A aplicação da ABNT NBR 15421:2006 para o projeto de estruturas resistentes a sismos assume contornos específicos em Goiânia, cidade implantada sobre o Planalto Central Brasileiro. Embora o Brasil esteja em região intraplaca, a sismicidade local não é nula; registros do Observatório Sismológico da UnB indicam eventos de baixa magnitude no Centro-Oeste, frequentemente associados à acomodação de tensões crustais. Para estruturas que exigem desempenho superior, como hospitais e centros de dados, a adoção de um projeto de isolamento sísmico de base reduz a transmissão de acelerações ao prédio. A caracterização geotécnica prévia com sondagens SPT é etapa mandatória para definir o perfil de solo onde os isoladores serão instalados, e a investigação complementar com ensaio CPT oferece a estratigrafia contínua necessária à modelagem da interação solo-estrutura.
Isolar a base não é eliminar o sismo, é administrar a energia que ele injeta na estrutura; em Goiânia, a baixa sismicidade exige soluções de deslocamento moderado, mas alta confiabilidade.
Procedimento e escopo
Considerações locais
Comparar o Setor Bueno com a região do Jardim Guanabara revela contrastes que afetam diretamente a eficiência de um projeto de isolamento sísmico de base. No Setor Bueno, a presença de solos mais rígidos em profundidade reduz a amplificação de ondas de superfície, mas exige atenção à interface solo-isolador, onde a rigidez rotacional pode ser elevada. Já no Jardim Guanabara, perfis com espessas camadas de solo mole saturado, comuns em fundos de vale, tendem a amplificar as componentes de longo período; isso pode levar o isolador a trabalhar fora da faixa de deslocamento prevista se o estudo geotécnico não modelar a coluna de solo com precisão.
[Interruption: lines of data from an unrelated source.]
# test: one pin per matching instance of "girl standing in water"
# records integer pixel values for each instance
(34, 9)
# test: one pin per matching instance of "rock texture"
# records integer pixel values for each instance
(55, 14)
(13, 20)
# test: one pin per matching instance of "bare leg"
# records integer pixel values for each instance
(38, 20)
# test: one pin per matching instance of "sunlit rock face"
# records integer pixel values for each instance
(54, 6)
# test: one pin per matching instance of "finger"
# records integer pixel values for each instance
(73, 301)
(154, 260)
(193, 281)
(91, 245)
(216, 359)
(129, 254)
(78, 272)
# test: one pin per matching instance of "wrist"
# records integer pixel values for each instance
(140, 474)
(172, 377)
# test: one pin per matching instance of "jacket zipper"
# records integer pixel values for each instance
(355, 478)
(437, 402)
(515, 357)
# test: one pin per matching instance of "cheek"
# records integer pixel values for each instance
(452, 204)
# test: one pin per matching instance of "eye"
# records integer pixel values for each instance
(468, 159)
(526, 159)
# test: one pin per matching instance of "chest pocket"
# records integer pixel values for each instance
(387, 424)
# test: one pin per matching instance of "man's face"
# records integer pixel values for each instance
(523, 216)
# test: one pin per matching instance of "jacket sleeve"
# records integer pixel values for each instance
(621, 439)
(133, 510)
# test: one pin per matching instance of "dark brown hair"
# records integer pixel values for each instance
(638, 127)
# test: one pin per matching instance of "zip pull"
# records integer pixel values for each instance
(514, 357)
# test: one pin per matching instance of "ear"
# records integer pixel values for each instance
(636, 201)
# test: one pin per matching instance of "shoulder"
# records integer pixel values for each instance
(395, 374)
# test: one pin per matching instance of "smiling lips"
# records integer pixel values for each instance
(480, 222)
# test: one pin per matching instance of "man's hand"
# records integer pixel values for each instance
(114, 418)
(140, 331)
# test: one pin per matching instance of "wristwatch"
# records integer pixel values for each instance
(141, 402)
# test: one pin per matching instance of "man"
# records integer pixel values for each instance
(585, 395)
Ignorar essa variabilidade espacial no microzoneamento de Goiânia significa subestimar o deslocamento lateral e comprometer a estabilidade do sistema de isolamento, gerando riscos de impacto contra batentes ou falha dos aparelhos de apoio.
Normas de referência
ABNT NBR 15421:2006 – Projeto de estruturas resistentes a sismos, ABNT NBR 15626 – Aparelhos de apoio elastoméricos (requisitos e métodos de ensaio), ABNT NBR 6122:2019 – Projeto e execução de fundações (interface com a base isolada), Eurocode 8 – EN 1998-1:2004 (referência técnica para sistemas de isolamento, citada em literatura especializada brasileira)
Serviços técnicos associados
Caracterização geotécnica dinâmica
Ensaios de campo e laboratório para determinar a velocidade de ondas cisalhantes (Vs) e o módulo de cisalhamento máximo (G0) do solo de Goiânia, parâmetros de entrada para a modelagem da interação solo-isolador.
Seleção e especificação de isoladores
Definição do tipo de aparelho de apoio (elastomérico com núcleo de chumbo, pêndulo de fricção) com base no espectro de projeto local e nas cargas gravitacionais, seguindo os critérios da ABNT NBR 15421.
Análise estrutural não linear (time-history)
Simulação da resposta da edificação isolada sob acelerogramas compatíveis com a sismicidade do Centro-Oeste, verificando deslocamentos, forças nos isoladores e acelerações de piso.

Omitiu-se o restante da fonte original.